Gervase had many renewed impulses of rebellion as he waked and watched during that long night. He was tempted to go away to the end of the world, to disappear into the darkness, and leave them—to repent, perhaps, of their attempted coercion. He had moments of resolution to withstand all compromise, to refuse the expedient held out to him, to maintain his own way—followed by sinkings of heart and courage, by questionings with himself who was he that self-sacrifice should be demanded from every one but him? Self-sacrifice for Madeline—that was a very different thing, after all, from yielding up his own enlightened will to the obstinate insistence of his father—or of her father. A man may stand against every other claim upon him, but to prefer his own will to the woman he loves—to sacrifice her rather than do something he did not like—was very different. For her he had vowed to do everything that man could do—to die for her, to live for her, to think of nothing in comparison with her happiness. And this that was required of him was clearly for her happiness. If to release her from himself would make her happy, then it would be time for him to disappear, to go away, and leave no trace, as his father had done; but that would make her miserable. It was Madeline that had to be considered, not himself or his pride, or his preference of one kind of work to another. The young man walked about the lonely library half the night fighting with himself. He had refused his father there—the father of whom he scarcely knew how to think, whether to pity or to blame, whether to approve or censure; but who had now passed away from his horizon, leaving nothing but Madeline,—no other influence, no other hope. Madeline was all he had in the world—no family, no sympathy, no home but her. What could the answer be when the question was to sacrifice her—or himself?

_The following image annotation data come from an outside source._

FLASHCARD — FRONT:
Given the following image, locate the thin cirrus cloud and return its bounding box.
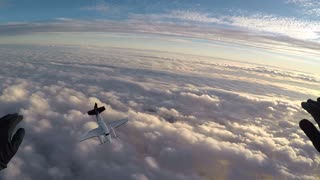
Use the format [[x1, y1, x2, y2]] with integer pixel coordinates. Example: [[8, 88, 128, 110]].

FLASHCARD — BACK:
[[133, 10, 320, 40], [80, 2, 110, 12], [286, 0, 320, 17]]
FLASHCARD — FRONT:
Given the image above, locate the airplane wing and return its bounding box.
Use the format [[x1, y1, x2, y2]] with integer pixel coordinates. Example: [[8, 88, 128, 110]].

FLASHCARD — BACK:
[[108, 118, 128, 128], [80, 127, 104, 141]]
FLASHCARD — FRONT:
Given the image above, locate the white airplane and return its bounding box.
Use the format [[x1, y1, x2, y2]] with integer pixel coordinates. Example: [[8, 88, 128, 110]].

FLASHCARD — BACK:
[[80, 103, 128, 144]]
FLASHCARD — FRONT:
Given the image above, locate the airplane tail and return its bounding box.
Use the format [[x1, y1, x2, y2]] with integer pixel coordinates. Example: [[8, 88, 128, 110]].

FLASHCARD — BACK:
[[88, 103, 106, 115]]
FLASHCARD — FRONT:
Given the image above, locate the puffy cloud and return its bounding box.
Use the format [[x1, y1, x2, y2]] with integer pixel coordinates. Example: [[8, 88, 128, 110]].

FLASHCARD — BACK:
[[0, 46, 320, 180]]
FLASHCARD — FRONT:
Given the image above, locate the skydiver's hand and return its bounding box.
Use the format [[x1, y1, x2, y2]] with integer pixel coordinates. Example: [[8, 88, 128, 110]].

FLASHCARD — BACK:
[[0, 113, 25, 170], [299, 97, 320, 152]]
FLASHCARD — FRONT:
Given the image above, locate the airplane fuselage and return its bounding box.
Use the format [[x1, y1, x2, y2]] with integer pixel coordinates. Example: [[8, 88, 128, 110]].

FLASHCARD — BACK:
[[96, 112, 111, 144], [79, 103, 128, 144], [96, 114, 110, 136]]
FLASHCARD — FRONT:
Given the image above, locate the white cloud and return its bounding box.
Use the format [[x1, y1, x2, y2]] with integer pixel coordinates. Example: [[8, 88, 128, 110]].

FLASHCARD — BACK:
[[0, 46, 320, 180], [81, 1, 110, 12], [286, 0, 320, 17], [132, 10, 320, 40]]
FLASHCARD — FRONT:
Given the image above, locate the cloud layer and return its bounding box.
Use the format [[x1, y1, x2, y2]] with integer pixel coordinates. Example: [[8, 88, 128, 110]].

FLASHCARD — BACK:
[[0, 46, 320, 180]]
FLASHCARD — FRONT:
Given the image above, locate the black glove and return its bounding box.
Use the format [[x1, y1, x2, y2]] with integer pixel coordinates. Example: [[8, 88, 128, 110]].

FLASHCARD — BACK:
[[0, 113, 25, 170], [299, 98, 320, 152]]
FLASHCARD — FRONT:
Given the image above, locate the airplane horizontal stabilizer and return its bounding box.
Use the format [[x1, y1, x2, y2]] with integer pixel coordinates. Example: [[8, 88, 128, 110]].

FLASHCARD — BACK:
[[88, 106, 106, 115], [80, 127, 104, 141], [108, 118, 128, 128]]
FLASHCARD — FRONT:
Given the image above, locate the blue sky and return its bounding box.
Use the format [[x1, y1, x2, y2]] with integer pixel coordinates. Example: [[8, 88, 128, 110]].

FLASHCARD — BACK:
[[0, 0, 320, 71], [0, 0, 320, 23]]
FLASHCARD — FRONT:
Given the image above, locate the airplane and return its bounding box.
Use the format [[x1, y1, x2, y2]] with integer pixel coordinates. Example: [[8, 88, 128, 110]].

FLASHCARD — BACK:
[[80, 103, 128, 144]]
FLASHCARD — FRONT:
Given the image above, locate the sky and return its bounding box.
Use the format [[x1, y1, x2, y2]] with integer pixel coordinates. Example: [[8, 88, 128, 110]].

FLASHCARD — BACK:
[[0, 0, 320, 73], [0, 45, 320, 180], [0, 0, 320, 180]]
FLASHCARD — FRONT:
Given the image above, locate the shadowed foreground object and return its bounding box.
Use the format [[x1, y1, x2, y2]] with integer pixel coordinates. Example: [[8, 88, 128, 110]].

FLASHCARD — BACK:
[[299, 98, 320, 152], [0, 113, 25, 170]]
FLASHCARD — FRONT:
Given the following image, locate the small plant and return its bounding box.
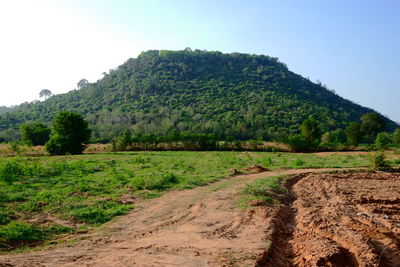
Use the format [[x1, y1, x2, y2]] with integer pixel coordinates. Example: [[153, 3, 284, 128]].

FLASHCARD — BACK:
[[371, 151, 390, 171], [294, 159, 306, 167]]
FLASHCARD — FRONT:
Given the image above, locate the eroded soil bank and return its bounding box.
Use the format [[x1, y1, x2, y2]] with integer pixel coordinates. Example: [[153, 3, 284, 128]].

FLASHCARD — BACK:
[[260, 173, 400, 267], [0, 169, 326, 267], [0, 169, 400, 267]]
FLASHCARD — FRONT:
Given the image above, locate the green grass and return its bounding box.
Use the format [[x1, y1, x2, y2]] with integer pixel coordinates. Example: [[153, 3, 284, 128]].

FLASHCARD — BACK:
[[238, 175, 287, 209], [0, 151, 380, 250]]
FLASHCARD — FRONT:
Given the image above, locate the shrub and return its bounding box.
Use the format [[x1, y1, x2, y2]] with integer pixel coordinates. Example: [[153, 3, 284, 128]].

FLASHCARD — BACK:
[[0, 221, 45, 242], [19, 122, 50, 146], [300, 117, 321, 144], [46, 111, 91, 155], [392, 128, 400, 145], [375, 132, 392, 149], [111, 131, 132, 151], [287, 134, 311, 152], [345, 122, 362, 146], [371, 151, 390, 171], [0, 160, 25, 183]]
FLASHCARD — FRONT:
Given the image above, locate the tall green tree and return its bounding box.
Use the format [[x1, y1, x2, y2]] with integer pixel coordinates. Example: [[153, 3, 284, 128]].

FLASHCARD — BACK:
[[375, 132, 392, 149], [300, 117, 322, 144], [76, 79, 89, 89], [361, 113, 386, 143], [39, 89, 53, 100], [19, 122, 50, 146], [392, 128, 400, 145], [46, 111, 91, 155], [344, 122, 362, 146]]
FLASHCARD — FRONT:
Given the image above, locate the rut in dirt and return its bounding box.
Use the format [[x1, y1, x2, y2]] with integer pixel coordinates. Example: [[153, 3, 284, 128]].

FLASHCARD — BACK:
[[258, 173, 400, 267]]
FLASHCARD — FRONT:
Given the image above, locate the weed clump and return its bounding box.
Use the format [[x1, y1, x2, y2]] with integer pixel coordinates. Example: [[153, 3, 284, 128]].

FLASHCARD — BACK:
[[371, 151, 391, 171], [242, 176, 285, 205]]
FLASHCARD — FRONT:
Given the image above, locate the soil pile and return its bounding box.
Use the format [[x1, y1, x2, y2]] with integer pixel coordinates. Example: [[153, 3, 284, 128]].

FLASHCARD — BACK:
[[260, 173, 400, 267]]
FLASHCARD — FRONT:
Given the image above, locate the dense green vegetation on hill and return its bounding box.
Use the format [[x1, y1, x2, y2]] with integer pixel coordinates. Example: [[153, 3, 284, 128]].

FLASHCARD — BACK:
[[0, 49, 395, 140]]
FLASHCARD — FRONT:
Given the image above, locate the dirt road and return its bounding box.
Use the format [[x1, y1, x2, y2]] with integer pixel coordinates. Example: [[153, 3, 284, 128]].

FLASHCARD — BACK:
[[263, 173, 400, 267], [0, 170, 338, 266], [0, 169, 400, 267]]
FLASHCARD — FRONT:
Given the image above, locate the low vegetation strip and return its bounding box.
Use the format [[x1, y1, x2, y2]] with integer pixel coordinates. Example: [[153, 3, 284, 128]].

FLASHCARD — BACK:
[[0, 152, 394, 250]]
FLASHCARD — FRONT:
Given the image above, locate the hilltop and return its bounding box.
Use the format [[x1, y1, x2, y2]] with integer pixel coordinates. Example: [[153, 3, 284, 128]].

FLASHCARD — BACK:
[[0, 49, 396, 140]]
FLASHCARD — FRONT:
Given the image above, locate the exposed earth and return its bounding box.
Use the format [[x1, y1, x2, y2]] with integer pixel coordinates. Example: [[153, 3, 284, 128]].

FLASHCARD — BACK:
[[0, 169, 400, 267]]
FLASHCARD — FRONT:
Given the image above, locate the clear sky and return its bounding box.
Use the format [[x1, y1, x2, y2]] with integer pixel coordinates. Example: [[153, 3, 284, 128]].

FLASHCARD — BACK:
[[0, 0, 400, 121]]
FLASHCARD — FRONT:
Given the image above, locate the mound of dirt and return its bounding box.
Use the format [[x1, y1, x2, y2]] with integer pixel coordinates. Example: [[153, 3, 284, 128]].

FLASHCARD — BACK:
[[262, 173, 400, 267], [244, 164, 269, 172]]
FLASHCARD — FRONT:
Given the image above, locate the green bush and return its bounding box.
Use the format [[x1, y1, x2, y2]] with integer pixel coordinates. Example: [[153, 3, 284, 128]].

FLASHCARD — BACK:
[[375, 132, 392, 149], [46, 111, 91, 155], [19, 122, 50, 146], [392, 128, 400, 146], [0, 160, 25, 183], [242, 176, 285, 204], [69, 201, 132, 224], [111, 131, 132, 151], [287, 134, 311, 152], [0, 221, 45, 242], [371, 151, 391, 171]]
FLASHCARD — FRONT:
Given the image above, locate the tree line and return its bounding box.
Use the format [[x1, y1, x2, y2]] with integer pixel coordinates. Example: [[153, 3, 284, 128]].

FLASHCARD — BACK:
[[10, 111, 400, 155]]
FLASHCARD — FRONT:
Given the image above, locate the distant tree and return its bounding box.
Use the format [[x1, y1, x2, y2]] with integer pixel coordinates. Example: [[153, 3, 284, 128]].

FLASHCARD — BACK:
[[361, 113, 385, 143], [375, 132, 392, 149], [321, 132, 333, 144], [19, 122, 50, 146], [392, 128, 400, 145], [39, 89, 53, 100], [46, 111, 91, 155], [76, 79, 89, 89], [300, 117, 322, 144], [344, 122, 361, 146]]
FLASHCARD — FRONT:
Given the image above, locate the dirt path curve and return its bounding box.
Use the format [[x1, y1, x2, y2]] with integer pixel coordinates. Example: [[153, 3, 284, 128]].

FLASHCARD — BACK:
[[0, 169, 344, 267]]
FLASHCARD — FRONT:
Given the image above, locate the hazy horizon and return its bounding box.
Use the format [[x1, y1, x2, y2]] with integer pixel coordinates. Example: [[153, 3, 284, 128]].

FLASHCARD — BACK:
[[0, 0, 400, 121]]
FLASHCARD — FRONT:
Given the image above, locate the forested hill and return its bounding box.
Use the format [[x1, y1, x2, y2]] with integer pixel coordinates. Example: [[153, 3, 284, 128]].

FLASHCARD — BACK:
[[0, 49, 395, 140]]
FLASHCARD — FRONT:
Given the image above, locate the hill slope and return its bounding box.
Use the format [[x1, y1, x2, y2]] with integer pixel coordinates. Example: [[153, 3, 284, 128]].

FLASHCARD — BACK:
[[0, 50, 395, 139]]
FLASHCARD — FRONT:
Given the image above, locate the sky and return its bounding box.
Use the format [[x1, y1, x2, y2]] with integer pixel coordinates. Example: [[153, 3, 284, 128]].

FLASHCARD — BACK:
[[0, 0, 400, 122]]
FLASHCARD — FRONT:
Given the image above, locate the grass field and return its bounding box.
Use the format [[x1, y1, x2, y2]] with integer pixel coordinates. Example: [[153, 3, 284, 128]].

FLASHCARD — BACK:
[[0, 152, 399, 250]]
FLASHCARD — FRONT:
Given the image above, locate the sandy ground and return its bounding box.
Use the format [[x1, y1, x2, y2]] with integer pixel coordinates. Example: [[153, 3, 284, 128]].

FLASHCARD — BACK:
[[262, 173, 400, 267], [0, 170, 338, 266], [0, 169, 400, 267]]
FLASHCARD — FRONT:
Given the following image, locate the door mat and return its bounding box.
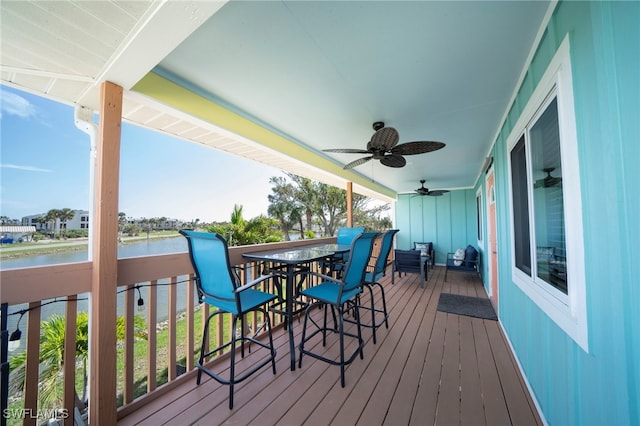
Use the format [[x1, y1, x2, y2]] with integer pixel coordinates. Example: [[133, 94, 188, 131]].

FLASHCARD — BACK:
[[438, 293, 498, 320]]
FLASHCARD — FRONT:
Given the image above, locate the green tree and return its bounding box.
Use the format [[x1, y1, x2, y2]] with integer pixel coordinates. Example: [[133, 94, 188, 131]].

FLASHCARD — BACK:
[[267, 176, 304, 241], [207, 204, 283, 246], [9, 312, 147, 408], [314, 183, 347, 236]]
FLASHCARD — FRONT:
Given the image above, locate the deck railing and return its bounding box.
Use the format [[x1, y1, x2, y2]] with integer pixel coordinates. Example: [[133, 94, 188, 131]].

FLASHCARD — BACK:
[[0, 238, 378, 424]]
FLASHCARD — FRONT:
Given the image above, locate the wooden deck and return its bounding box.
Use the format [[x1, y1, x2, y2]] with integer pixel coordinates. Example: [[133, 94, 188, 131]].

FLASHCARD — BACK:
[[118, 266, 542, 426]]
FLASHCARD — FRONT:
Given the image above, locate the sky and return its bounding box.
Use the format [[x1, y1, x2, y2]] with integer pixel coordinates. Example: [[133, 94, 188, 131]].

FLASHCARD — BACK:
[[0, 85, 283, 222]]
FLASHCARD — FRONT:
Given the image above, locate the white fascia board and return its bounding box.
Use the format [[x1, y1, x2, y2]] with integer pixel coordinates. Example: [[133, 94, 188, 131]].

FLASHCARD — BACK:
[[78, 0, 227, 109]]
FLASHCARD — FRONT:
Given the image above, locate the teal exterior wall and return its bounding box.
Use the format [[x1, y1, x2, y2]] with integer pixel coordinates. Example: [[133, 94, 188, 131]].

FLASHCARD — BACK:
[[396, 1, 640, 425], [396, 189, 478, 264], [476, 1, 640, 425]]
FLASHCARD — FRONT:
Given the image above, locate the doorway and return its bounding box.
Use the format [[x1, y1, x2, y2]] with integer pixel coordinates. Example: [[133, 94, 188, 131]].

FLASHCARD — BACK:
[[485, 166, 499, 314]]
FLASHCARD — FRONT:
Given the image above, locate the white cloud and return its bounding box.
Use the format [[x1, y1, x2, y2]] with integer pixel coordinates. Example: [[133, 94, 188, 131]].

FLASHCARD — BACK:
[[0, 164, 53, 173], [0, 89, 37, 118]]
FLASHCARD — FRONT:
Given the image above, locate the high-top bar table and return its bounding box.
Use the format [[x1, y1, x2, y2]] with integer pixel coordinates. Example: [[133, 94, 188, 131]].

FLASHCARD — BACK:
[[242, 244, 351, 371]]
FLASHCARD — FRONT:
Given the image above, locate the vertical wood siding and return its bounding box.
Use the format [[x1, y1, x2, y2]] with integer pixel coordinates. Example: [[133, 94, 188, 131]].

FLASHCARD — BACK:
[[480, 2, 640, 425], [396, 189, 479, 264]]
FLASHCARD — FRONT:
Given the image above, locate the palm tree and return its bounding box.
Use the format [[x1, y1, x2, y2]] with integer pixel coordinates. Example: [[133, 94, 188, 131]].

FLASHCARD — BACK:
[[268, 199, 302, 241], [9, 312, 147, 408], [118, 212, 127, 232], [267, 176, 304, 241], [287, 173, 318, 234], [231, 204, 244, 226]]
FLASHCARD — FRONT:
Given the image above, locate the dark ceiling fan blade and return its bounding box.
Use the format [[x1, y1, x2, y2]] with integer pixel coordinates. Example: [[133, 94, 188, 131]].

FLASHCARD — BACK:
[[343, 155, 373, 170], [533, 167, 562, 188], [391, 141, 446, 155], [323, 148, 370, 154], [367, 127, 400, 151], [380, 154, 407, 168]]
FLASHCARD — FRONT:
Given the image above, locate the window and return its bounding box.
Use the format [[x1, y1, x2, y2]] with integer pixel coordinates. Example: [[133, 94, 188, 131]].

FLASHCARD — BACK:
[[508, 35, 588, 350]]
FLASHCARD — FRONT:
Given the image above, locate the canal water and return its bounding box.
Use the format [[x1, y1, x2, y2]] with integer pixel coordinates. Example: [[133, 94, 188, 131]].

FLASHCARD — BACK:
[[1, 236, 192, 352]]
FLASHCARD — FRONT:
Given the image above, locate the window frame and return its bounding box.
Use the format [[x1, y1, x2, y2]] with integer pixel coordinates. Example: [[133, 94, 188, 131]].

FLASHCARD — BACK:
[[507, 36, 589, 352]]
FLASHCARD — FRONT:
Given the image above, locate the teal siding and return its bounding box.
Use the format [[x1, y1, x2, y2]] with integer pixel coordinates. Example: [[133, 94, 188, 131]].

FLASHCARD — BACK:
[[480, 2, 640, 425], [396, 189, 478, 264]]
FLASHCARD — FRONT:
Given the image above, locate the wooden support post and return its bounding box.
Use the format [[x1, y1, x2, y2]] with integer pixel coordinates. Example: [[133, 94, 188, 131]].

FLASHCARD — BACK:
[[89, 82, 122, 425], [347, 182, 353, 228]]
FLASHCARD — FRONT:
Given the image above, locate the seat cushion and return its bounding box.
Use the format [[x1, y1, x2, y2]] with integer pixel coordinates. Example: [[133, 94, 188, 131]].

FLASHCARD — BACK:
[[203, 288, 276, 315], [464, 245, 478, 268], [453, 248, 465, 266], [415, 243, 431, 256], [301, 281, 361, 305]]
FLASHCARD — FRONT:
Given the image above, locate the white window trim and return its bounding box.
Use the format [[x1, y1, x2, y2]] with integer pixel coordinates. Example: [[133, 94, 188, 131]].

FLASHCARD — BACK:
[[507, 36, 589, 352], [476, 185, 487, 247]]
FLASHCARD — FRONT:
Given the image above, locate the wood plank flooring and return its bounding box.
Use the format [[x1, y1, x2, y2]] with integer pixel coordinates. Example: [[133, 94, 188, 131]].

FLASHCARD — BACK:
[[118, 266, 542, 426]]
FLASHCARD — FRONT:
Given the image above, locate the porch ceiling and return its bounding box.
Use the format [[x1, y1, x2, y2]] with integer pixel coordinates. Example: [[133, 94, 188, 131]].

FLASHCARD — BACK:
[[0, 1, 553, 199]]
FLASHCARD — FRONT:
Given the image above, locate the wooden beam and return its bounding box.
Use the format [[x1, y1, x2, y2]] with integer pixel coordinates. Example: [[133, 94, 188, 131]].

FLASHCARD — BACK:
[[347, 182, 353, 228], [89, 82, 122, 425]]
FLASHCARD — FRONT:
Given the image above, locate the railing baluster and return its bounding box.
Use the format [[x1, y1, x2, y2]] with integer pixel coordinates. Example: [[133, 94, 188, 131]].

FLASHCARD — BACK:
[[122, 286, 136, 404], [147, 280, 158, 393], [167, 277, 178, 381], [23, 301, 41, 426], [62, 295, 78, 426], [186, 274, 195, 371], [0, 239, 340, 424]]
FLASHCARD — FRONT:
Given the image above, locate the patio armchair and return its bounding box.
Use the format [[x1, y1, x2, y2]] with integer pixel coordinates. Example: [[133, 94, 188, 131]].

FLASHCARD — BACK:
[[298, 232, 378, 387], [444, 245, 480, 281], [180, 230, 276, 409], [391, 249, 428, 287]]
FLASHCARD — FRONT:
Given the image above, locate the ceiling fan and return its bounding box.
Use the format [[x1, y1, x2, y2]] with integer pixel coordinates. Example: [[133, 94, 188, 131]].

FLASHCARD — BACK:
[[416, 179, 449, 197], [533, 167, 562, 188], [323, 121, 445, 170]]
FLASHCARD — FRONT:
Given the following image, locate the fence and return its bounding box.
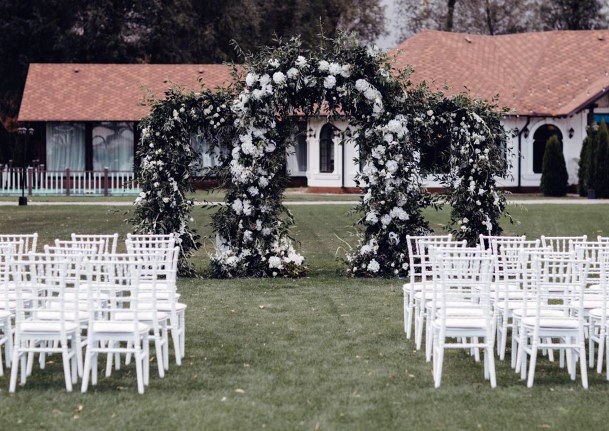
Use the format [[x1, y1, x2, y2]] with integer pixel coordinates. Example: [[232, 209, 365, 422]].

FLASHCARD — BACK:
[[0, 165, 140, 196]]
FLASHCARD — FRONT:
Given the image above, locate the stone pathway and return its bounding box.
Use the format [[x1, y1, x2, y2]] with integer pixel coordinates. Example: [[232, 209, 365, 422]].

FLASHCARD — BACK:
[[0, 198, 609, 207]]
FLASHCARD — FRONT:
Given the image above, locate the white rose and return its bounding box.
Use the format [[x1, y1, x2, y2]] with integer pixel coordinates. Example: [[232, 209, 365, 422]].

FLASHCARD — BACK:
[[367, 259, 381, 272], [324, 75, 336, 90], [273, 72, 285, 85]]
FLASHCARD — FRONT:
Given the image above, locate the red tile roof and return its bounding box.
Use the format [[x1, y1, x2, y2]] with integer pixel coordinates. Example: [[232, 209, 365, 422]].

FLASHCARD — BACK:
[[394, 30, 609, 116], [19, 64, 231, 121]]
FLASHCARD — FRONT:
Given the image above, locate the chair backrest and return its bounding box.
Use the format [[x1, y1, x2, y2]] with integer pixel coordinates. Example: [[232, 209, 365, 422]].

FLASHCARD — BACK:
[[72, 233, 118, 254], [86, 254, 160, 333], [541, 235, 588, 251], [13, 253, 82, 333], [525, 252, 590, 329], [570, 241, 609, 284], [0, 233, 38, 254], [406, 234, 452, 283], [431, 247, 495, 328], [478, 233, 527, 250]]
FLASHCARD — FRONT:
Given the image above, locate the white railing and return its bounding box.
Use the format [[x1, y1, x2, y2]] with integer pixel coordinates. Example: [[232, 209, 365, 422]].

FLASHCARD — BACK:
[[0, 165, 140, 196]]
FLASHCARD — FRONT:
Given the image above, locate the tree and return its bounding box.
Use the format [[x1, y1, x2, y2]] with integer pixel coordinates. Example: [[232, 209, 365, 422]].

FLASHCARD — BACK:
[[577, 135, 593, 196], [396, 0, 607, 37], [593, 121, 609, 198], [540, 135, 569, 196], [541, 0, 607, 30]]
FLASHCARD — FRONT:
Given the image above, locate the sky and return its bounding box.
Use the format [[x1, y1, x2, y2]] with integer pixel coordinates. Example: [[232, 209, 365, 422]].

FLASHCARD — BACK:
[[376, 0, 401, 49]]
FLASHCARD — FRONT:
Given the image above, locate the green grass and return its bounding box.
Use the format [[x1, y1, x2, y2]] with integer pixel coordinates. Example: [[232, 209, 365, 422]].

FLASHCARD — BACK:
[[0, 205, 609, 430]]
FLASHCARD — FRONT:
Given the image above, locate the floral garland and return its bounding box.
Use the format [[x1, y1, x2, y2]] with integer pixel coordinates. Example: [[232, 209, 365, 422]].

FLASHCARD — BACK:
[[129, 89, 233, 276], [435, 94, 512, 246], [212, 39, 428, 277]]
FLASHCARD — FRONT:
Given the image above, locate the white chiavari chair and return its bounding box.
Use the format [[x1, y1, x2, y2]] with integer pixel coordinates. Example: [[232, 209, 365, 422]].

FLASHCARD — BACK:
[[9, 253, 82, 392], [402, 234, 452, 339], [72, 233, 118, 254], [81, 254, 151, 394], [519, 252, 589, 388], [541, 235, 588, 252], [429, 247, 496, 388]]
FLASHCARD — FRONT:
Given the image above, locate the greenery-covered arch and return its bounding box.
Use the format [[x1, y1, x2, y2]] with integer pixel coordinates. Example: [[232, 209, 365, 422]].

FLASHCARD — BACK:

Next morning he saw her, very sweet and anxious, wistfully interrogating his looks. “Nothing will make you like it, Gervase?” “No,” he said, “nothing. It is hateful always. I cannot change in my conviction; but I will do it, and make the best of it—for you, Madeline.” She asked him again before he left her, after they had talked and talked for hours. “Don’t you think, as you get used to it, you will like it better, Gervase?” “I don’t think I shall ever do anything but hate it; but never mind. I shall grumble at nothing when I have you.” She looked after him with a curious light in her eyes as he went away. She was thinking very likely what she would do were she in his place. How little she would mind! how she would conquer any antipathy she had and put it under her feet, and scorn to confess it! Women have such sentiments often, thinking how differently they would conduct themselves were they men. But then the things that are required of men are not often required of women. And Madeline reminded herself that she had no antipathy to overcome. She watched him, herself hidden among the curtains, as he went along the street, without any of the old spring and elasticity in his step. Poor Gervase! he had never known any trouble till now; but now it had come in a flood, and it was no wonder he was broken down. He was not perhaps the strongest of men by nature; but he was Gervase, which said all—and there was no other in the world.